As of January, 2012, this site is no longer being updated, due to work and health issues

Search Tools

SearchTools News


See the News page for more recent information



SearchTools News - December 31, 1998

Remote Search Hosting Services

Remote searchers will crawl your site and store your info in an index on their server. When someone enters a query in the search form on your site, the link points at the search engine host. It receives the query,does the lookup in the index, formats the results, and sends them back in an HTML form with links directly to the pages on your site.

Some services provide simple, straightforward searches, while others offer powerful advanced search functions such as proximity operators (NEAR) and date-range searching. Some are free and supported by advertising, others charge by the page, by the search or monthly.

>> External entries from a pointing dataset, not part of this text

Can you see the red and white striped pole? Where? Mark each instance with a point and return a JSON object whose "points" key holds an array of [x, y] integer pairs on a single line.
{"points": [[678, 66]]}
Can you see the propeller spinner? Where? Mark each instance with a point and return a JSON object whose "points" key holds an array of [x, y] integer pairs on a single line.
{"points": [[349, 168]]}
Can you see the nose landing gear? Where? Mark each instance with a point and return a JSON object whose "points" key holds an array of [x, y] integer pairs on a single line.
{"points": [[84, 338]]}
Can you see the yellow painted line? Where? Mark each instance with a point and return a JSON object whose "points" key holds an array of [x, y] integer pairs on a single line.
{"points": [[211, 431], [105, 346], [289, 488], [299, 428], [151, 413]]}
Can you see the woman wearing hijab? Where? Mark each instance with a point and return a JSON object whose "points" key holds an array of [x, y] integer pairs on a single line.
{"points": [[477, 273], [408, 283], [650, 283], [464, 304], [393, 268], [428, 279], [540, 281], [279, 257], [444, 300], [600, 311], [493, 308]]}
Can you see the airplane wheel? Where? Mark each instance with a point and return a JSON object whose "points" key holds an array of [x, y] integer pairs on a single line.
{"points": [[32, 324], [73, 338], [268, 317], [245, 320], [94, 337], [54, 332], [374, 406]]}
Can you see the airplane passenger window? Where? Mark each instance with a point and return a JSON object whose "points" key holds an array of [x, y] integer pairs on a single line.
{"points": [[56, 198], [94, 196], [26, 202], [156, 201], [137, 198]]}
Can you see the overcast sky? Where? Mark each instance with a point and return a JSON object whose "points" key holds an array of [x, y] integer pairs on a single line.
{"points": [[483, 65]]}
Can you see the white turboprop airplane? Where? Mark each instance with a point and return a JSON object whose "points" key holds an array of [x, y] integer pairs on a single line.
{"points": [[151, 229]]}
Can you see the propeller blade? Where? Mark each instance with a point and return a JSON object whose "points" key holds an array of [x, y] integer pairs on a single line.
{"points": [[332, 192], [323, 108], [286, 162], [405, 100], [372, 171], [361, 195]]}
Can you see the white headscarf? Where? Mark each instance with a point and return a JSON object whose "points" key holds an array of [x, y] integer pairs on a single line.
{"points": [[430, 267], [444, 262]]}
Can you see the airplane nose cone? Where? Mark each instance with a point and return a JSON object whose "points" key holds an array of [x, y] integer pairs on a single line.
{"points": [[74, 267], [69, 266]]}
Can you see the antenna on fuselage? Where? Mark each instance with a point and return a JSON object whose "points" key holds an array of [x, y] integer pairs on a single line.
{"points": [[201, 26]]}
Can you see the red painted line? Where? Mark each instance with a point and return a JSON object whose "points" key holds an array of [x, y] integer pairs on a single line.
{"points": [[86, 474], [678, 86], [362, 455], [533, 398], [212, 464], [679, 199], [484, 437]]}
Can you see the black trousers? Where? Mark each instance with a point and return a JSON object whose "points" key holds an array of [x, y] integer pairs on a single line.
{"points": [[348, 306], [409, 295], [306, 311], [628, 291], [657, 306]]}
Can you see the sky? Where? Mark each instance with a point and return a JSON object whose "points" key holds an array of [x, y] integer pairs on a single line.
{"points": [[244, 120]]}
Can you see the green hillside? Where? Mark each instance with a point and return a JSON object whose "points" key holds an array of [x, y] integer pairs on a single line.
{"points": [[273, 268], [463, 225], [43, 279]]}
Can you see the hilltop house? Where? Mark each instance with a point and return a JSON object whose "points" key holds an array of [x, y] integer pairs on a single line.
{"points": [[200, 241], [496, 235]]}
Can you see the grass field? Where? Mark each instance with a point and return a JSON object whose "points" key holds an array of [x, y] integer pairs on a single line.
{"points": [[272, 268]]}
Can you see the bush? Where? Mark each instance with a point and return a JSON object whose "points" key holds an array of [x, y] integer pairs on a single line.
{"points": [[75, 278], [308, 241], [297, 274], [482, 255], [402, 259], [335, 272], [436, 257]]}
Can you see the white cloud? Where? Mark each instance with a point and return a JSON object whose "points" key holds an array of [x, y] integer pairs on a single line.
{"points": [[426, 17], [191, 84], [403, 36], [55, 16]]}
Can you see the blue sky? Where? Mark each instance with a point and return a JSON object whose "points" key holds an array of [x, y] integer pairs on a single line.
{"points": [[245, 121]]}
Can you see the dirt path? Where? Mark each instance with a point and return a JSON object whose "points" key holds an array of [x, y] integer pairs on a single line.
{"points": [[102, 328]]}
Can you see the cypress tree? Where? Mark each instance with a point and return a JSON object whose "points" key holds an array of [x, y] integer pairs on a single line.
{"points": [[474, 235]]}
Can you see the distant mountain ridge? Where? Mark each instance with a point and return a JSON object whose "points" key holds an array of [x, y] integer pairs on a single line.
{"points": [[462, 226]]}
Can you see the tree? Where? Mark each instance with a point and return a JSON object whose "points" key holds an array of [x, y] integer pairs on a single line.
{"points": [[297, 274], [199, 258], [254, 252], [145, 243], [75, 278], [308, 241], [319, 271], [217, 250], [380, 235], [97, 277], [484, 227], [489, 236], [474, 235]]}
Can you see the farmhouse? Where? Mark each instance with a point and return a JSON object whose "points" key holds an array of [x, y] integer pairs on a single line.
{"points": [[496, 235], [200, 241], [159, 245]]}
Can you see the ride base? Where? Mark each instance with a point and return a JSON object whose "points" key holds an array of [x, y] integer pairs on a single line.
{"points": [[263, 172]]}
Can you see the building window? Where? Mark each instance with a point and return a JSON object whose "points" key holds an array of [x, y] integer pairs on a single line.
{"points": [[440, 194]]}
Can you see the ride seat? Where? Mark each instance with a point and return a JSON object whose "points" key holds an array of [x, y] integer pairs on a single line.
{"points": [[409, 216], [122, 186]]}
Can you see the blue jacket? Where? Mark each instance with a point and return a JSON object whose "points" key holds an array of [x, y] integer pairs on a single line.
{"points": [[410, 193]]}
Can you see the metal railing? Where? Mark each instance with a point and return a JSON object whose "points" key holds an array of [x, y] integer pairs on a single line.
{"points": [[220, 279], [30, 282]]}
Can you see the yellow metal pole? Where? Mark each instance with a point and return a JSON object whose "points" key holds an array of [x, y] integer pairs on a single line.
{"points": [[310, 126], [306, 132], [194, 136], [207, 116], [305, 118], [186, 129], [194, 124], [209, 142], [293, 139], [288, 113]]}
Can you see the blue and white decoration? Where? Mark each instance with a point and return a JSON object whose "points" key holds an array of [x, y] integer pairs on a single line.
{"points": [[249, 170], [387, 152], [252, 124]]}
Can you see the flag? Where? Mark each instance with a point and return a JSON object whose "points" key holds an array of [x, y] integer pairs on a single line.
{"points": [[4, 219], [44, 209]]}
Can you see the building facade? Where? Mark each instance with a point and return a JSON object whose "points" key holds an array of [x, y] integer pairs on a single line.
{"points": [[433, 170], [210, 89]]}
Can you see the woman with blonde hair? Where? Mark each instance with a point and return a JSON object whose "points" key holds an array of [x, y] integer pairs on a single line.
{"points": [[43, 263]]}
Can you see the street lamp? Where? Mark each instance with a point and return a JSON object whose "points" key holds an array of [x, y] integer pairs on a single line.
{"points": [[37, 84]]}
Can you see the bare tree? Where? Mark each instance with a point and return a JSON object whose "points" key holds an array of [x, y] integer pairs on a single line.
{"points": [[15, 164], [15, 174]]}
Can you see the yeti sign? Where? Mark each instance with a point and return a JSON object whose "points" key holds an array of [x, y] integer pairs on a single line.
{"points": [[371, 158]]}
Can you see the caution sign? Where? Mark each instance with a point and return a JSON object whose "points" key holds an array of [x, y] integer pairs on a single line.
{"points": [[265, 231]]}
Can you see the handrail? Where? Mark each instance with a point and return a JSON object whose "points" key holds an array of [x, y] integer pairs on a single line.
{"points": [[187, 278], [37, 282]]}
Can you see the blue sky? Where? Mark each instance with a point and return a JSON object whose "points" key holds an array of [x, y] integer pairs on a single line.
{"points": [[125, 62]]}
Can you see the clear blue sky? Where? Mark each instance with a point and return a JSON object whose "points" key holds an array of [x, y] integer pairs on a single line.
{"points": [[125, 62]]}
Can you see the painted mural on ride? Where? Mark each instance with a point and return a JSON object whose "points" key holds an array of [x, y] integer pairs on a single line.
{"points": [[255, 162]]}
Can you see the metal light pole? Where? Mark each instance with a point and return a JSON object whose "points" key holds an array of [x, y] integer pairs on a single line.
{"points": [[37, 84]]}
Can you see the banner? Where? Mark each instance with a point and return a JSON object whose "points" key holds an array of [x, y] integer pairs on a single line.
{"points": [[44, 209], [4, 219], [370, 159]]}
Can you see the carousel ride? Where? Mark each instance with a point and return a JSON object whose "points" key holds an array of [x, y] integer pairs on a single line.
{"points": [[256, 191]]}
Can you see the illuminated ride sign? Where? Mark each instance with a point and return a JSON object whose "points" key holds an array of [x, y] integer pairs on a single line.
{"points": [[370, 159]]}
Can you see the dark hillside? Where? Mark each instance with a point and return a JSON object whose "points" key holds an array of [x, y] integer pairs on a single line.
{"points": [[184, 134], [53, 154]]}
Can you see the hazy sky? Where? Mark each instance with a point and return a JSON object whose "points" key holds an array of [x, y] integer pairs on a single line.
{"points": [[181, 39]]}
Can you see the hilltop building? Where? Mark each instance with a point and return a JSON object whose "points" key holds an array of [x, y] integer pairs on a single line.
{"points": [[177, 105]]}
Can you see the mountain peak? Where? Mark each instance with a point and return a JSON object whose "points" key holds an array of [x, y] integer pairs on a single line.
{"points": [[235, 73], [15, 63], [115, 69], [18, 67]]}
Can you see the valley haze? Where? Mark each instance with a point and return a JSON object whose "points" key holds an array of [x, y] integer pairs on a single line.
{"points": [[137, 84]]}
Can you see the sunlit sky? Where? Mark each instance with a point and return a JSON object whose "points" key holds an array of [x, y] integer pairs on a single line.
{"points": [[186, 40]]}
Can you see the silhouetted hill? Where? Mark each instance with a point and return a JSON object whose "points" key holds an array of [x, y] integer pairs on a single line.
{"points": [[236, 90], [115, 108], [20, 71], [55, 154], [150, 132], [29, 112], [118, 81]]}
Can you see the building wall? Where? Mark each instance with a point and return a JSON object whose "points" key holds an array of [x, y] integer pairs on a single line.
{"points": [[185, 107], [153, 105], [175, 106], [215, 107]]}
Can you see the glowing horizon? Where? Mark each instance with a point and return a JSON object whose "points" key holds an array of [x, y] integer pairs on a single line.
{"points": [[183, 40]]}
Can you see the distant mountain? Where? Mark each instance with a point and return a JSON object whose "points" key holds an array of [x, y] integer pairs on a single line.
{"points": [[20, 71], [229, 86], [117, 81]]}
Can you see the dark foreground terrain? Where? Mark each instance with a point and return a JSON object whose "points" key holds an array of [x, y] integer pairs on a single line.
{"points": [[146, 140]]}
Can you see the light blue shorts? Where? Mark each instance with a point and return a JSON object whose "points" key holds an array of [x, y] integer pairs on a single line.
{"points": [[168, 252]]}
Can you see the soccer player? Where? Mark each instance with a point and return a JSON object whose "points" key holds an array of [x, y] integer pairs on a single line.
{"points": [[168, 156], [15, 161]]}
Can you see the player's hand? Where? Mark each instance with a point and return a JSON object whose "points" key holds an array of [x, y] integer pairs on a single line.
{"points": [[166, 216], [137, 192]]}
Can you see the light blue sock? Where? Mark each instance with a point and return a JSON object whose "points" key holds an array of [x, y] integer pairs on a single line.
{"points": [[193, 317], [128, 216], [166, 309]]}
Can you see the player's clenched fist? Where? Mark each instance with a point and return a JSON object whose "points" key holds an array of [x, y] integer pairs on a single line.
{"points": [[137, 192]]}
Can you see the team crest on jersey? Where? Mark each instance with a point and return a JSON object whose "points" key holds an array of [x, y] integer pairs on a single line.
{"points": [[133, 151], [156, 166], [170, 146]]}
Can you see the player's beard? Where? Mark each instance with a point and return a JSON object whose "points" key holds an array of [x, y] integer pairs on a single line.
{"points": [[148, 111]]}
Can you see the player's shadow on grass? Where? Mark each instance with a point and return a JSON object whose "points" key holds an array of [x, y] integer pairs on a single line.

Remote search services do not require any programming or local access to the web server. They act like standard robot spiders, following links on your site, rather than using the local file system. For hosted sites with limited server access, these services are an excellent option.

We expect to have a full comparative report on remote site hosting services in February: in the meantime, you can try them out on our search test page.

Source Libraries for Search Code

Many of you may be interested in adding searching and text retrieval to your own applications. We've started a listing page for search source code, beginning with the excellent Findex package from LexTech and the dtSearch source package. You can also look at the open source search applications (listed on the same page), but be sure to check the license terms before including the code in your own programs.

New & Updated Site Search Tools Reports

BayCHI Presentation

The ACM's Computer-Human Interface group (SIGHI) in the SF Bay Area will sponsor a presentation on Interface for Web Site Search and Navigation on January 12, 1999 at Xerox PARC. SearchTools' Avi Rappoport will be discussing the most important issues in designing a web site search interface, and the architectural and site navigation. For more information, see BayCHI.org.

SearchTools News - December 17, 1998

Knowledge Management Stocks Go Wild

Verity has reported a third quarter of profits, Open Text is doing a deal with Nortel after failing to take over PC Docs/Fulcrum, which is partnering with ChiliSoft to integrate Chili!ASP and CyberDOCS. And all their stock is up (today at least).

SearchTools News - December 16, 1998

New Survey!

Take the Search Tools survey and help us get a picture of your web site -- and why you are (or are not) installing site search tools. Intranet sites are welcome too. It's a chance to explain what you have found that works and what doesn't. We'll write up a big article in February about the results, and will send you a copy of the report directly if you so choose.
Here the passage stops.